Comments

1
taking on this handle, all i can say is don't fuck it up.
2
It's a good looking happy hour menu. Nut the oysters and mussels at Kells on Saturday were barely edible, and there's no excuse when you're in Post Alley. Agree with @1.
3
I have a conscience. I hate the Seattle P.I., not as much as Seattle P.I. hater Goldie, but I hate them enough to boycott this restaurant and boycott everything on Post Alley. I have a conscience. It would be incredibly hypocritical of me to display so much distaste for the P.I. and then bathe in the delights of their legacy.
4
The menu has spelling mistakes in Spanish. I cannot trust the authenticity of a Mexican restaurant where they can't spell "Chiles Rellenos" or "Camarones" properly (not to mention Señorita). Pass.
5
Or 'Cotija'. Also, a Caesar salad does not contain corn, beans, or "cojita".
6
@4, not to mention the weird Tostada D Tinga", "Ensalada D Tomate", "Chuletas D Puerco". I assume they mean "de"? And they can't decide between "tostada" and "tostado".

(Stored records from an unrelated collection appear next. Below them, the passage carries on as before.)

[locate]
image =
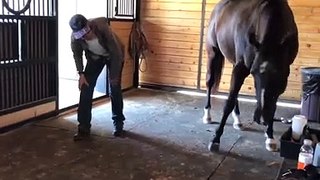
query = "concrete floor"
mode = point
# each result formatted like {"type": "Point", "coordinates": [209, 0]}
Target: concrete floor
{"type": "Point", "coordinates": [166, 140]}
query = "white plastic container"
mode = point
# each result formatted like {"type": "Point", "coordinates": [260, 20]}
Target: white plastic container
{"type": "Point", "coordinates": [316, 158]}
{"type": "Point", "coordinates": [298, 124]}
{"type": "Point", "coordinates": [305, 155]}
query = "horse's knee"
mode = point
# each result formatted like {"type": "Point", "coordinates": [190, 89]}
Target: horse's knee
{"type": "Point", "coordinates": [206, 119]}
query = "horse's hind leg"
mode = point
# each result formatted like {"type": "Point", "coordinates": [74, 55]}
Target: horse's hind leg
{"type": "Point", "coordinates": [239, 73]}
{"type": "Point", "coordinates": [215, 60]}
{"type": "Point", "coordinates": [236, 117]}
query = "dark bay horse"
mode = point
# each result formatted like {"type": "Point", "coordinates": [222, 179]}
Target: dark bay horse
{"type": "Point", "coordinates": [258, 37]}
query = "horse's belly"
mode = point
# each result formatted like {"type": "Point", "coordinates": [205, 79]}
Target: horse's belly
{"type": "Point", "coordinates": [227, 47]}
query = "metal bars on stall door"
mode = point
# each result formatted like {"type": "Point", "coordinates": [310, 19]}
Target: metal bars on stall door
{"type": "Point", "coordinates": [121, 9]}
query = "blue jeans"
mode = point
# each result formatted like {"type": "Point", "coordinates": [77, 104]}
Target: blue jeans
{"type": "Point", "coordinates": [92, 71]}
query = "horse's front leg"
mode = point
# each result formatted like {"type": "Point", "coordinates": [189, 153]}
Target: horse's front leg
{"type": "Point", "coordinates": [268, 112]}
{"type": "Point", "coordinates": [239, 73]}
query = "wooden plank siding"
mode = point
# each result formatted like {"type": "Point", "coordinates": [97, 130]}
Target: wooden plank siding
{"type": "Point", "coordinates": [173, 30]}
{"type": "Point", "coordinates": [122, 29]}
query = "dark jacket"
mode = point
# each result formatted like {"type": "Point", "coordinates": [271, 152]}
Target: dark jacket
{"type": "Point", "coordinates": [108, 40]}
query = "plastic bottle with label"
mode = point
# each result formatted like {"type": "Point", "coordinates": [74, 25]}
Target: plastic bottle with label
{"type": "Point", "coordinates": [306, 154]}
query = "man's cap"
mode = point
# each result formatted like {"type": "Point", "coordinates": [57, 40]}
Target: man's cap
{"type": "Point", "coordinates": [78, 24]}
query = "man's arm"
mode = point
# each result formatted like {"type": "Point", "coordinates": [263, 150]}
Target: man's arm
{"type": "Point", "coordinates": [77, 54]}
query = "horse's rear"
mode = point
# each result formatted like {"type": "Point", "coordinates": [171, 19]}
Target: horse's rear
{"type": "Point", "coordinates": [258, 37]}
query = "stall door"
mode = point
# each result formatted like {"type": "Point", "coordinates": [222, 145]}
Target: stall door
{"type": "Point", "coordinates": [28, 60]}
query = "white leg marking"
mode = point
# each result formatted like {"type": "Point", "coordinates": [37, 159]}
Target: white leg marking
{"type": "Point", "coordinates": [237, 122]}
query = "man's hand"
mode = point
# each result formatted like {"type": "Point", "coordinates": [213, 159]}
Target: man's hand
{"type": "Point", "coordinates": [82, 81]}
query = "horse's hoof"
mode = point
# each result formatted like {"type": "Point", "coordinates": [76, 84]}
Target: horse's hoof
{"type": "Point", "coordinates": [238, 126]}
{"type": "Point", "coordinates": [271, 145]}
{"type": "Point", "coordinates": [207, 120]}
{"type": "Point", "coordinates": [213, 147]}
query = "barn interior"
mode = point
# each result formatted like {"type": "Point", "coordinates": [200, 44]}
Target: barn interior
{"type": "Point", "coordinates": [164, 96]}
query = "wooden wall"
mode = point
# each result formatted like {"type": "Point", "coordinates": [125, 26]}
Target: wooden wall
{"type": "Point", "coordinates": [173, 31]}
{"type": "Point", "coordinates": [122, 29]}
{"type": "Point", "coordinates": [172, 28]}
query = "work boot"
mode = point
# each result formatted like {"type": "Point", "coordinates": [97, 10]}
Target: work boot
{"type": "Point", "coordinates": [118, 128]}
{"type": "Point", "coordinates": [81, 135]}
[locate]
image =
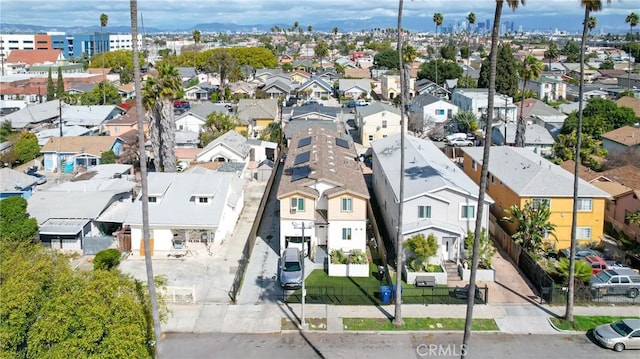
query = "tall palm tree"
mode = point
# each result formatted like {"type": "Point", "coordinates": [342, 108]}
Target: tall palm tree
{"type": "Point", "coordinates": [104, 20]}
{"type": "Point", "coordinates": [531, 69]}
{"type": "Point", "coordinates": [155, 313]}
{"type": "Point", "coordinates": [552, 53]}
{"type": "Point", "coordinates": [589, 7]}
{"type": "Point", "coordinates": [493, 60]}
{"type": "Point", "coordinates": [437, 19]}
{"type": "Point", "coordinates": [632, 20]}
{"type": "Point", "coordinates": [159, 94]}
{"type": "Point", "coordinates": [397, 317]}
{"type": "Point", "coordinates": [472, 20]}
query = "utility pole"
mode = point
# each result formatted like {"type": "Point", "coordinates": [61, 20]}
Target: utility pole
{"type": "Point", "coordinates": [303, 226]}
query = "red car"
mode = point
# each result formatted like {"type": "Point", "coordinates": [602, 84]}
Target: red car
{"type": "Point", "coordinates": [597, 264]}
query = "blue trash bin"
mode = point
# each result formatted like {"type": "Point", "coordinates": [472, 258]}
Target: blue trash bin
{"type": "Point", "coordinates": [385, 294]}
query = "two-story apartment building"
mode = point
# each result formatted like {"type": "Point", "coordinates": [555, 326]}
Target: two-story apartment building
{"type": "Point", "coordinates": [439, 198]}
{"type": "Point", "coordinates": [322, 193]}
{"type": "Point", "coordinates": [519, 175]}
{"type": "Point", "coordinates": [377, 121]}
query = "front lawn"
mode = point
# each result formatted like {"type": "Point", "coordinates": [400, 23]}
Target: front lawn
{"type": "Point", "coordinates": [583, 323]}
{"type": "Point", "coordinates": [417, 324]}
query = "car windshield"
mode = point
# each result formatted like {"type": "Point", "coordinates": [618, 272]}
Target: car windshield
{"type": "Point", "coordinates": [621, 328]}
{"type": "Point", "coordinates": [291, 266]}
{"type": "Point", "coordinates": [603, 276]}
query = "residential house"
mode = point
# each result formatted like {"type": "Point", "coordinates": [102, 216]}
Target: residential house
{"type": "Point", "coordinates": [14, 183]}
{"type": "Point", "coordinates": [538, 112]}
{"type": "Point", "coordinates": [477, 100]}
{"type": "Point", "coordinates": [195, 118]}
{"type": "Point", "coordinates": [78, 151]}
{"type": "Point", "coordinates": [315, 87]}
{"type": "Point", "coordinates": [36, 115]}
{"type": "Point", "coordinates": [439, 198]}
{"type": "Point", "coordinates": [518, 175]}
{"type": "Point", "coordinates": [537, 138]}
{"type": "Point", "coordinates": [376, 121]}
{"type": "Point", "coordinates": [354, 88]}
{"type": "Point", "coordinates": [547, 88]}
{"type": "Point", "coordinates": [257, 114]}
{"type": "Point", "coordinates": [186, 209]}
{"type": "Point", "coordinates": [626, 138]}
{"type": "Point", "coordinates": [74, 215]}
{"type": "Point", "coordinates": [433, 110]}
{"type": "Point", "coordinates": [323, 196]}
{"type": "Point", "coordinates": [391, 87]}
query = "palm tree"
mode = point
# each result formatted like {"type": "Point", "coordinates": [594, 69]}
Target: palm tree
{"type": "Point", "coordinates": [159, 94]}
{"type": "Point", "coordinates": [143, 174]}
{"type": "Point", "coordinates": [104, 20]}
{"type": "Point", "coordinates": [589, 7]}
{"type": "Point", "coordinates": [472, 20]}
{"type": "Point", "coordinates": [437, 19]}
{"type": "Point", "coordinates": [397, 318]}
{"type": "Point", "coordinates": [531, 69]}
{"type": "Point", "coordinates": [493, 60]}
{"type": "Point", "coordinates": [632, 20]}
{"type": "Point", "coordinates": [552, 53]}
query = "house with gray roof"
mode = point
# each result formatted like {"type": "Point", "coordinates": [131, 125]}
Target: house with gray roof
{"type": "Point", "coordinates": [439, 198]}
{"type": "Point", "coordinates": [15, 183]}
{"type": "Point", "coordinates": [186, 210]}
{"type": "Point", "coordinates": [536, 138]}
{"type": "Point", "coordinates": [322, 187]}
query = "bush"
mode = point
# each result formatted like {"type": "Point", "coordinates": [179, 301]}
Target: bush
{"type": "Point", "coordinates": [106, 259]}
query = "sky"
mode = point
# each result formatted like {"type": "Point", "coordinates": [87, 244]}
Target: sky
{"type": "Point", "coordinates": [182, 14]}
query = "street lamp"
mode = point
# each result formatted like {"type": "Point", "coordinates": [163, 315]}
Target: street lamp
{"type": "Point", "coordinates": [303, 226]}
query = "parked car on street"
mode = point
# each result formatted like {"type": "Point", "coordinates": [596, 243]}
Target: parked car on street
{"type": "Point", "coordinates": [618, 281]}
{"type": "Point", "coordinates": [620, 335]}
{"type": "Point", "coordinates": [291, 268]}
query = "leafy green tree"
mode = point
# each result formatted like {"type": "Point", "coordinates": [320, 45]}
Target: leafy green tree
{"type": "Point", "coordinates": [607, 64]}
{"type": "Point", "coordinates": [448, 70]}
{"type": "Point", "coordinates": [27, 147]}
{"type": "Point", "coordinates": [51, 90]}
{"type": "Point", "coordinates": [486, 250]}
{"type": "Point", "coordinates": [506, 72]}
{"type": "Point", "coordinates": [420, 249]}
{"type": "Point", "coordinates": [386, 59]}
{"type": "Point", "coordinates": [106, 259]}
{"type": "Point", "coordinates": [15, 223]}
{"type": "Point", "coordinates": [158, 94]}
{"type": "Point", "coordinates": [532, 224]}
{"type": "Point", "coordinates": [531, 69]}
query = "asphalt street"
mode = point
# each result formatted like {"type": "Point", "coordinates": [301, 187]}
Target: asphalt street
{"type": "Point", "coordinates": [392, 345]}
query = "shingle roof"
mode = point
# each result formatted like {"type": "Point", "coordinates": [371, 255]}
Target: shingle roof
{"type": "Point", "coordinates": [327, 162]}
{"type": "Point", "coordinates": [528, 174]}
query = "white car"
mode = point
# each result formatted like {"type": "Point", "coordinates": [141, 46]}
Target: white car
{"type": "Point", "coordinates": [460, 142]}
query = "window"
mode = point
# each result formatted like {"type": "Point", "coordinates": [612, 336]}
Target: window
{"type": "Point", "coordinates": [424, 211]}
{"type": "Point", "coordinates": [347, 205]}
{"type": "Point", "coordinates": [297, 204]}
{"type": "Point", "coordinates": [583, 232]}
{"type": "Point", "coordinates": [585, 204]}
{"type": "Point", "coordinates": [538, 202]}
{"type": "Point", "coordinates": [468, 212]}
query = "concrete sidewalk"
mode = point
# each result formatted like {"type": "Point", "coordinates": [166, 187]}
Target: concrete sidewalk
{"type": "Point", "coordinates": [268, 318]}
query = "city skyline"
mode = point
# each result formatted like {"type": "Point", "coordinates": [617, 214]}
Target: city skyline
{"type": "Point", "coordinates": [321, 15]}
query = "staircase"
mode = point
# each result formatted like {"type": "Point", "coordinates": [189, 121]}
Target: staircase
{"type": "Point", "coordinates": [452, 271]}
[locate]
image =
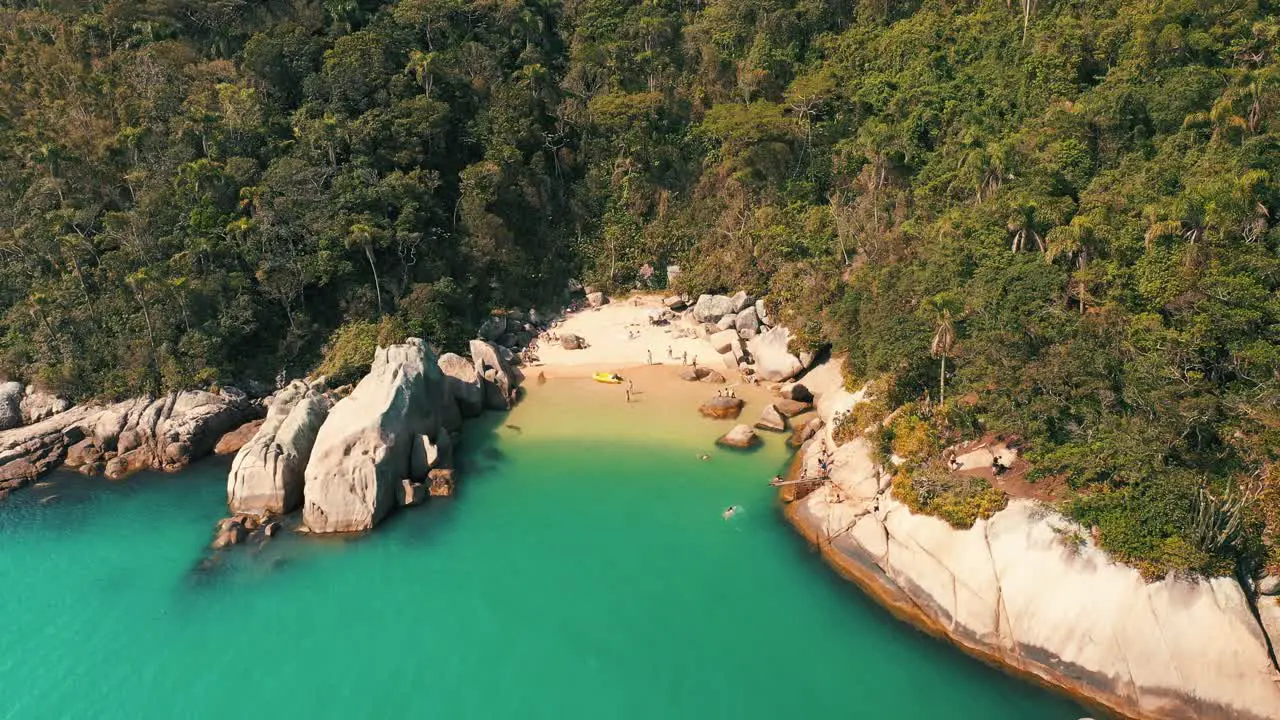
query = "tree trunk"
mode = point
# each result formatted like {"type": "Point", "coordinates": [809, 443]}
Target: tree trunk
{"type": "Point", "coordinates": [942, 382]}
{"type": "Point", "coordinates": [378, 287]}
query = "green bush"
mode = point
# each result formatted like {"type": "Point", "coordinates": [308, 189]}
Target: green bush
{"type": "Point", "coordinates": [350, 350]}
{"type": "Point", "coordinates": [960, 500]}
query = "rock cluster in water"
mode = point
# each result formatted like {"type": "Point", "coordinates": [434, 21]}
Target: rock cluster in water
{"type": "Point", "coordinates": [161, 433]}
{"type": "Point", "coordinates": [1029, 589]}
{"type": "Point", "coordinates": [388, 443]}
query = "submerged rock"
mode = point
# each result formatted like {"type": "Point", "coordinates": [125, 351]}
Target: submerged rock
{"type": "Point", "coordinates": [442, 483]}
{"type": "Point", "coordinates": [795, 391]}
{"type": "Point", "coordinates": [462, 383]}
{"type": "Point", "coordinates": [772, 420]}
{"type": "Point", "coordinates": [366, 445]}
{"type": "Point", "coordinates": [712, 308]}
{"type": "Point", "coordinates": [36, 405]}
{"type": "Point", "coordinates": [722, 408]}
{"type": "Point", "coordinates": [499, 377]}
{"type": "Point", "coordinates": [268, 473]}
{"type": "Point", "coordinates": [740, 437]}
{"type": "Point", "coordinates": [792, 408]}
{"type": "Point", "coordinates": [773, 358]}
{"type": "Point", "coordinates": [10, 405]}
{"type": "Point", "coordinates": [801, 433]}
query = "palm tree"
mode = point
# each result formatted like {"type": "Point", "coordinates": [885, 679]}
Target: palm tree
{"type": "Point", "coordinates": [944, 338]}
{"type": "Point", "coordinates": [421, 65]}
{"type": "Point", "coordinates": [1075, 241]}
{"type": "Point", "coordinates": [362, 236]}
{"type": "Point", "coordinates": [1024, 227]}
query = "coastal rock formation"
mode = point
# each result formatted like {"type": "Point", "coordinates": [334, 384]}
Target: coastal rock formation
{"type": "Point", "coordinates": [464, 383]}
{"type": "Point", "coordinates": [498, 376]}
{"type": "Point", "coordinates": [773, 358]}
{"type": "Point", "coordinates": [266, 474]}
{"type": "Point", "coordinates": [804, 432]}
{"type": "Point", "coordinates": [762, 313]}
{"type": "Point", "coordinates": [1029, 589]}
{"type": "Point", "coordinates": [722, 408]}
{"type": "Point", "coordinates": [366, 445]}
{"type": "Point", "coordinates": [772, 420]}
{"type": "Point", "coordinates": [740, 437]}
{"type": "Point", "coordinates": [795, 391]}
{"type": "Point", "coordinates": [10, 405]}
{"type": "Point", "coordinates": [712, 308]}
{"type": "Point", "coordinates": [233, 441]}
{"type": "Point", "coordinates": [723, 341]}
{"type": "Point", "coordinates": [37, 405]}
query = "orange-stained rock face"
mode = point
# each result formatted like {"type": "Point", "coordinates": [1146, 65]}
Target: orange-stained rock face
{"type": "Point", "coordinates": [722, 408]}
{"type": "Point", "coordinates": [233, 441]}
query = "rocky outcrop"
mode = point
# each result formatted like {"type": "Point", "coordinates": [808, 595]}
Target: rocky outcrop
{"type": "Point", "coordinates": [366, 445]}
{"type": "Point", "coordinates": [498, 374]}
{"type": "Point", "coordinates": [268, 472]}
{"type": "Point", "coordinates": [464, 383]}
{"type": "Point", "coordinates": [37, 406]}
{"type": "Point", "coordinates": [10, 405]}
{"type": "Point", "coordinates": [740, 437]}
{"type": "Point", "coordinates": [1031, 591]}
{"type": "Point", "coordinates": [773, 358]}
{"type": "Point", "coordinates": [163, 433]}
{"type": "Point", "coordinates": [722, 408]}
{"type": "Point", "coordinates": [233, 441]}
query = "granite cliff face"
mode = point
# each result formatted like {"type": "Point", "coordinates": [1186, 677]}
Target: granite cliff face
{"type": "Point", "coordinates": [366, 445]}
{"type": "Point", "coordinates": [1028, 589]}
{"type": "Point", "coordinates": [164, 433]}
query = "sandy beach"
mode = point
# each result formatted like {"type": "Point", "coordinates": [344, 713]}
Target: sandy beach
{"type": "Point", "coordinates": [620, 337]}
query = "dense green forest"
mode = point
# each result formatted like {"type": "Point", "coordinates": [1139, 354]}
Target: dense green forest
{"type": "Point", "coordinates": [1059, 217]}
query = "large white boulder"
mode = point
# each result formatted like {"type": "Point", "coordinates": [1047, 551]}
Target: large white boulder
{"type": "Point", "coordinates": [773, 358]}
{"type": "Point", "coordinates": [1028, 588]}
{"type": "Point", "coordinates": [497, 372]}
{"type": "Point", "coordinates": [366, 445]}
{"type": "Point", "coordinates": [268, 472]}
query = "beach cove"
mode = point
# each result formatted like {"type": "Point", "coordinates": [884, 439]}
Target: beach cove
{"type": "Point", "coordinates": [583, 570]}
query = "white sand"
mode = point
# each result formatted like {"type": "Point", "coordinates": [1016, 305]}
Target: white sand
{"type": "Point", "coordinates": [611, 350]}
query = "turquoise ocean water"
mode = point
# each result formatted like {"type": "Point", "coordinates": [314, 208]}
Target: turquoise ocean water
{"type": "Point", "coordinates": [584, 570]}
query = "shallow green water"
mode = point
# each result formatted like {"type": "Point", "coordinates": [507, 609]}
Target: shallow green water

OMG: "Senioritas Bailando". ¡Dios mío!

Personally, I'm sick unto death of theme restaurants. How long can you stare at that stupid picture of someone on a horse before you want to die? A restaurant is a terrible way to learn about the Mexican War, or anything, really. That war was one of the ugliest bits of bullshit in American History, but you won't learn that over your Nopales Apretados.
7
@5, cotija is a hard, salty cheese, not unlike feta. Shouldn't be in a Caesar Salad, though -- which is especially stupid because the Caesar salad was invented in Mexico.

Corn? Bleagh. Some people think that "Caesar" is just another word for "a bunch of shit piled on romaine lettuce". There was an episode of "Kitchen Nightmares wherein Gordon encountered a "Caesar" like this, with corn and feta. Horrible. He was displeased.
8
@7

My point exactly.
9
It could be much worse. Recently in Argentina a celebrity TV chef did a show on "Mexican tacos", which she filled with a salad made from stir-fried (in a wok) eggplant, peas, whole cherry tomatoes, chicken, and julienned carrots, using tortillas she made by spreading out the masa onto a tortilladora, one of those aluminum tortilla presses, with a little roller, folding the top over, and putting the entire contraption on the burner. Funniest thing I've ever seen. The "taco assassin" has caused an international incident, as some Mexicans think she's taking the piss deliberately. Mind-blowing.

http://www.marutv.com.ar/receta/283711/t… (in Argentine Spanish -- good luck -- but the video is hilarious).

10
Kells is a great bar for music and atmosphere. I'm definitely in for a boycott, but I'm not eating there again and the full menu for this place has tourist trap written all over it.